Leve de elektrische Auto

Het is eigenlijk best grappig hoe onze officiële media striemende kritiek uiten op de officiële media in dictaturen zoals Rusland of China of Noord-Korea. Daar schrijven en zeggen de media immers exact, en enkel, wat ze van de autoriteiten mogen en moeten zeggen. In Rusland bijvoorbeeld heeft Google een monsterboete gekregen omdat ze geweigerd hadden artikelen over “de oorlog in Oekraïne” te verwijderen. De kritiek van onze media is grappig omdat het bij ons al bij al niet zó anders is: ook bij ons fungeren de officiële media als de spreekbuis van de regering(en). Ook al wordt dat niet zo hardhandig opgelegd als in Rusland.
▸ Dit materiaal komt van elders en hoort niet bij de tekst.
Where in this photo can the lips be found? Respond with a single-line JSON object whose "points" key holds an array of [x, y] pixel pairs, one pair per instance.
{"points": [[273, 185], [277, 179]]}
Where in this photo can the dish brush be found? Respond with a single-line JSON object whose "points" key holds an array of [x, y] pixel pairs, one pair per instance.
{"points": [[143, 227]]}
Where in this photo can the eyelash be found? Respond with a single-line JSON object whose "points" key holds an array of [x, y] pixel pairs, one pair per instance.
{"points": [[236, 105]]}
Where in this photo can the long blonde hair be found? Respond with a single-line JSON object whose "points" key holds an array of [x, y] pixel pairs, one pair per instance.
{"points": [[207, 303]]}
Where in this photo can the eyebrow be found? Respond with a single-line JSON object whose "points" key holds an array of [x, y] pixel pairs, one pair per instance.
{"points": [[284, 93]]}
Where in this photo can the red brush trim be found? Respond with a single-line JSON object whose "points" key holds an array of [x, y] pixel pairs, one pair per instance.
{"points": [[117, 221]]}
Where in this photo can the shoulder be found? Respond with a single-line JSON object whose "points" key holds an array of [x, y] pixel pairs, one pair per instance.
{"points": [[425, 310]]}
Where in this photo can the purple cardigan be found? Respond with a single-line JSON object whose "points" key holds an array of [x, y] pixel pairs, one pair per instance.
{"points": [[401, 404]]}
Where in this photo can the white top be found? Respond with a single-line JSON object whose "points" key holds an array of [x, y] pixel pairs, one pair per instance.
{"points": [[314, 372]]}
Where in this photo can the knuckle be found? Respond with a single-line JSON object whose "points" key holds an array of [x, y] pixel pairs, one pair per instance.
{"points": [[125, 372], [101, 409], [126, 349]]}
Het meest recente voorbeeld van die “slaafse” journalistiek, is de “hoera”-teneur over de verkoop van elektrische (of liever: “geëlektrificeerde”) auto’s. De kop van een nieuwsitem op VRT-NWS loog er niet om: “Bijna 1 op 3 nieuwe wagens in België is hybride of elektrisch!” Een enorm succes, dus, want in 2019 was dat nog amper 6 procent. Uiteraard doen de media daar euforisch over, want dat ligt geheel in lijn met de ambities van onze regering(en) en van Europa. Het is de taak van onze media om het grote publiek voor de goede zaak te winnen.
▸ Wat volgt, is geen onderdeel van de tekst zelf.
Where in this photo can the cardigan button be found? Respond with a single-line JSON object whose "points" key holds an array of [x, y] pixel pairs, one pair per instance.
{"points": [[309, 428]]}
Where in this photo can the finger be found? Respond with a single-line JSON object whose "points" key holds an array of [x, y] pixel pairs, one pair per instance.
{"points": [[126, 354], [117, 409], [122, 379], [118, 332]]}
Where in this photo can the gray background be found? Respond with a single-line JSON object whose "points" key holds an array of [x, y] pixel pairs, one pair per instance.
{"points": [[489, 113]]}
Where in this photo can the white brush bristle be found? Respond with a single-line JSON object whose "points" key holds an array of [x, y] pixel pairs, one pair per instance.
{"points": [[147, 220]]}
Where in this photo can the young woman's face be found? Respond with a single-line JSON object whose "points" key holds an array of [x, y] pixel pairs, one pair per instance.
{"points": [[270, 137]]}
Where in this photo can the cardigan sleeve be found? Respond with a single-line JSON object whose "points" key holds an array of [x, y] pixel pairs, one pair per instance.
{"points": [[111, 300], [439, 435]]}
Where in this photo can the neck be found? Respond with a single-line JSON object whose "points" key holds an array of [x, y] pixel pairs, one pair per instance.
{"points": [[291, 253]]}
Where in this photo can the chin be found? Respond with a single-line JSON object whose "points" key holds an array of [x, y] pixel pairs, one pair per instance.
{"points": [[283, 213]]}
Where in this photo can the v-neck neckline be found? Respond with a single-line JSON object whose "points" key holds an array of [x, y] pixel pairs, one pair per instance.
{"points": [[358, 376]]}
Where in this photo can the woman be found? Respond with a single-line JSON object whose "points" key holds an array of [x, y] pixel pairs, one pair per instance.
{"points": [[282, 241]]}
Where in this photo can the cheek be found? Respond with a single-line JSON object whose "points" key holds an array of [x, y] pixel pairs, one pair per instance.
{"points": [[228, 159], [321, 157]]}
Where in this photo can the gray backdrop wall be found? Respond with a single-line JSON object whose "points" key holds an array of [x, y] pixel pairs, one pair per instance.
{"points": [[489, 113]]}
Alléén blijkt uit de inhoud van het artikel dat het allemaal toch nét iets genuanceerder ligt. Het “succes” van de “geëlektrificeerde” auto’s is bijna uitsluitend te danken aan de verkoop van bedrijfswagens. Bij de nieuwe bedrijfswagens ligt het aandeel “geëlektrificeerde” auto’s op 40%. Het succes van de “geëlektrificeerde” bedrijfswagens is overigens louter door financiële (fiscale) motieven ingegeven: voor nieuwe bedrijfswagens wordt het fiscaal voordeel enkel nog toegekend voor auto’s die “geen broeikasgassen uitstoten”. En trouwens, die “geëlektrificeerde” auto’s, dat zijn hoofdzakelijk “hybride” wagens: auto’s dus die voor het grootste deel van de tijd en van de kilometers gewoon op fossiele brandstof rijden, want de batterij van zo’n hybride auto is hooguit goed voor 100 kilometer. “Fake” elektrische auto’s, eigenlijk. Het aandeel “echt elektrische” auto’s ligt, voor de bedrijfsvoertuigen, niet hoger dan 8,8%.
Als we kijken naar de markt voor de particulieren, dan zien we dat het aandeel “geëlektrificeerde” wagens daar maar 18% bedraagt, waarvan amper 3% écht elektrisch. Niet bepaald het “grote succes” waar de overheid mee wil pronken en dat in de kop van het artikel gesuggereerd wordt. De reden voor het beperkte succes van de elektrische auto is niet ver te zoeken: die is en blijft véél te duur voor de gewone mens.

Dat was ook al zo’n fabeltje dat de overheid ons graag wou wijs maken en waarbij ze door de officiële media gretig geholpen werden: de mythe dat elektrische auto’s na verloop van tijd vanzelf goedkoper zouden worden en uiteindelijk niet méér zouden kosten dan een benzinewagen. In 2016 werd de volgende voorspelling op ons afgevuurd: “Tegen 2022 zal de ongesubsidieerde kostprijs van elektrische voertuigen dalen tot onder die van een verbrandingsmotor.”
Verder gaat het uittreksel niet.